The Day Of The Beast
posted on 11/2008 By:
I will just come right out and say that I chose to review The Day of the Beast’s self titled debut because I thought the cover was cool: snarling demons emerging from a swirling miasma of smoke and fire bearing fangs and blades and bent on slaughter, it does not get much more metal than that. Happily for me, the quality of the music compares favorably with the quality of the cover art.
The Day of the Beast’s Myspace page accurately describes the band as “a dark and aggressive sounding thrash metal band with mild death and black metal undertones”. The band's blistering satanic thrash reminds me quite a bit of The Crown, but the raspy, black metal styled vocals and flair for melody also strongly recall Destroyer 666. While originality is obviously not their strong suit, The Day of the Beast perform some enjoyable thrash and mix in enough modern sounds to avoid sounding like an eighties throwback. The drumming, for instance, features plenty of double bass and even the occasional blast beat, and the guitarists spice up the staccato thrash riffs with some tremolo picked melodies. The pacing is predominantly brisk as befits a thrash album, but the band slows down for some mid-paced grooves as in the intro to “The Crawling Chaos” and the occasional melodic interlude, such as the serpentine lead lines in “He Who Shuns the Light”. The overall performance is tight and powerful; the band has the ability to lock in and drive the notes home giving the songs a sense of perpetual forward motion like a tank tread constantly churning up the ground.

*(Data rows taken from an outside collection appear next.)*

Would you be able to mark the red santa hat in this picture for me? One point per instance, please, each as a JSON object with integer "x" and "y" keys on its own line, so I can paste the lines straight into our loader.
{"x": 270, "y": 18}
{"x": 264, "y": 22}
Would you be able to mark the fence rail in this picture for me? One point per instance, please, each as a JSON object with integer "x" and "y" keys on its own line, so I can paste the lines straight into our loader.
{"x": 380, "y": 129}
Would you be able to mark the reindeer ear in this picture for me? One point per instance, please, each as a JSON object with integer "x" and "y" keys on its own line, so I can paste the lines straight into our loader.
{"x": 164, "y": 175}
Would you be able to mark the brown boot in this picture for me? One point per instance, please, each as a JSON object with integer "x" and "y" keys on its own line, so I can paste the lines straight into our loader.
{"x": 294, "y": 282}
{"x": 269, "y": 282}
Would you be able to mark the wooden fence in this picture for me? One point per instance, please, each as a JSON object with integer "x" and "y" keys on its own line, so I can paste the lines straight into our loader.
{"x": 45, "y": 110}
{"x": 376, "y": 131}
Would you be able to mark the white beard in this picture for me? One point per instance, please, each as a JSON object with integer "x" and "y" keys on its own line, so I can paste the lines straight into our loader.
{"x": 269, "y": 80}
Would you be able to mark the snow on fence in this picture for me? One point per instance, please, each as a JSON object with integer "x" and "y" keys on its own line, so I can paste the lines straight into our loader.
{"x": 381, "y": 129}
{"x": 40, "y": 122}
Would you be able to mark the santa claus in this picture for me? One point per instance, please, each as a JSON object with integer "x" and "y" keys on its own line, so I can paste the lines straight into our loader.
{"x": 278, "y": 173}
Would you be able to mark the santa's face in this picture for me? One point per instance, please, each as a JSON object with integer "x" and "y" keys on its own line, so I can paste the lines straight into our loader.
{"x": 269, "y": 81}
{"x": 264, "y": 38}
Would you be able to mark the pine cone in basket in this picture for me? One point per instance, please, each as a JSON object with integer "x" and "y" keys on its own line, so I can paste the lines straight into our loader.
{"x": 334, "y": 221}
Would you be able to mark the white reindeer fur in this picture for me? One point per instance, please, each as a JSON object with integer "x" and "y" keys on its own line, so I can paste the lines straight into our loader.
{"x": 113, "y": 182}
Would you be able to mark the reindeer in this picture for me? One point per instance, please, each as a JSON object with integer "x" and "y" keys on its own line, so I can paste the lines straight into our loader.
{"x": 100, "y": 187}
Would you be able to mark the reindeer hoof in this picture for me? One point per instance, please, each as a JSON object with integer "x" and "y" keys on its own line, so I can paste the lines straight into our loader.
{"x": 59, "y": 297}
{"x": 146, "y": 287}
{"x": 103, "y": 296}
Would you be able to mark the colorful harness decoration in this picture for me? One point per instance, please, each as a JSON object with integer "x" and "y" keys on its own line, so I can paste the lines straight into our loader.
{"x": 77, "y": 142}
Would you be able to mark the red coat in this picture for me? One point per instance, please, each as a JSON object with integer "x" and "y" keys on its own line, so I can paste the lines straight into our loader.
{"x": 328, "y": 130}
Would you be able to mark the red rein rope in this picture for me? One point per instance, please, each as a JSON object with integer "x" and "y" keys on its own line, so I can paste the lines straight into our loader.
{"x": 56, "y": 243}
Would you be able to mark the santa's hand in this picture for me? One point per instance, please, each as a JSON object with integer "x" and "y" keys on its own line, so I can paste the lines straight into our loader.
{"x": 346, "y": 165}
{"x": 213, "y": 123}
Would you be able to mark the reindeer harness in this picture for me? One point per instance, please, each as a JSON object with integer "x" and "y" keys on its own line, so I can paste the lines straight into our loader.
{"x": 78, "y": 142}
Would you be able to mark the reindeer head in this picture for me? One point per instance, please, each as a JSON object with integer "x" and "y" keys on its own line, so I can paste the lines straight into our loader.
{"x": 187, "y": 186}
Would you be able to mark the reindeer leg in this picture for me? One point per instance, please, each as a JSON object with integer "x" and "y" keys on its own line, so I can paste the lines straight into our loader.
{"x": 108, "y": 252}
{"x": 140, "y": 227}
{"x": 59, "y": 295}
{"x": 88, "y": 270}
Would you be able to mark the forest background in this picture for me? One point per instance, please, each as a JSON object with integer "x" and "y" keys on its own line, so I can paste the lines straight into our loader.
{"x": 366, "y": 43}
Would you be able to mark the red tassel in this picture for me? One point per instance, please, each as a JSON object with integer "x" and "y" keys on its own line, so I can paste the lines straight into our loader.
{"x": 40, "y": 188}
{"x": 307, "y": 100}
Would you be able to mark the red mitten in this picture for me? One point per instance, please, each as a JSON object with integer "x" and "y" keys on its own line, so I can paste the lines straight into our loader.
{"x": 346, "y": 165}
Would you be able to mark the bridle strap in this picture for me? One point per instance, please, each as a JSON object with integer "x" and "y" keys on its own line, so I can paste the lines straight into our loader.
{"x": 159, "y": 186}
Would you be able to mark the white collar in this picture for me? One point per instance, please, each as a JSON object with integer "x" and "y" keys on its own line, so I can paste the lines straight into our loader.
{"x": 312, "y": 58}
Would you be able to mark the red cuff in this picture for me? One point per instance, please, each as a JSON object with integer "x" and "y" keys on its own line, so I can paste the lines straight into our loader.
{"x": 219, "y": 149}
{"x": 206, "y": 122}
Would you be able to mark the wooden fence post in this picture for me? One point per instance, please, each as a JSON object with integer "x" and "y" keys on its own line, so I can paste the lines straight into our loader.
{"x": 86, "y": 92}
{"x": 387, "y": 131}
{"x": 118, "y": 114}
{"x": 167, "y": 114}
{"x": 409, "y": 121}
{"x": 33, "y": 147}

The Day of the Beast’s main weakness stems from the fact that it is 2008 and they are playing thrash. Even the death and black metal elements the band adds to their sound cannot hide the fact that any one with a basic knowledge of metal has heard most these riffs before. The vocals are also a bit of a problem as the necessarily limited range of the black metal rasp and the fact that the singer uses a similar cadence on each track tends to make the songs run together.
Thrash bands are a dime a dozen these days, but I give credit to The Day of the Beast for trying to stand out from the pack by adding some more modern elements to their sound and there is no denying that they play with conviction. If there is a hole in your soul where The Crown used to live, The Day of the Beast just might fill it.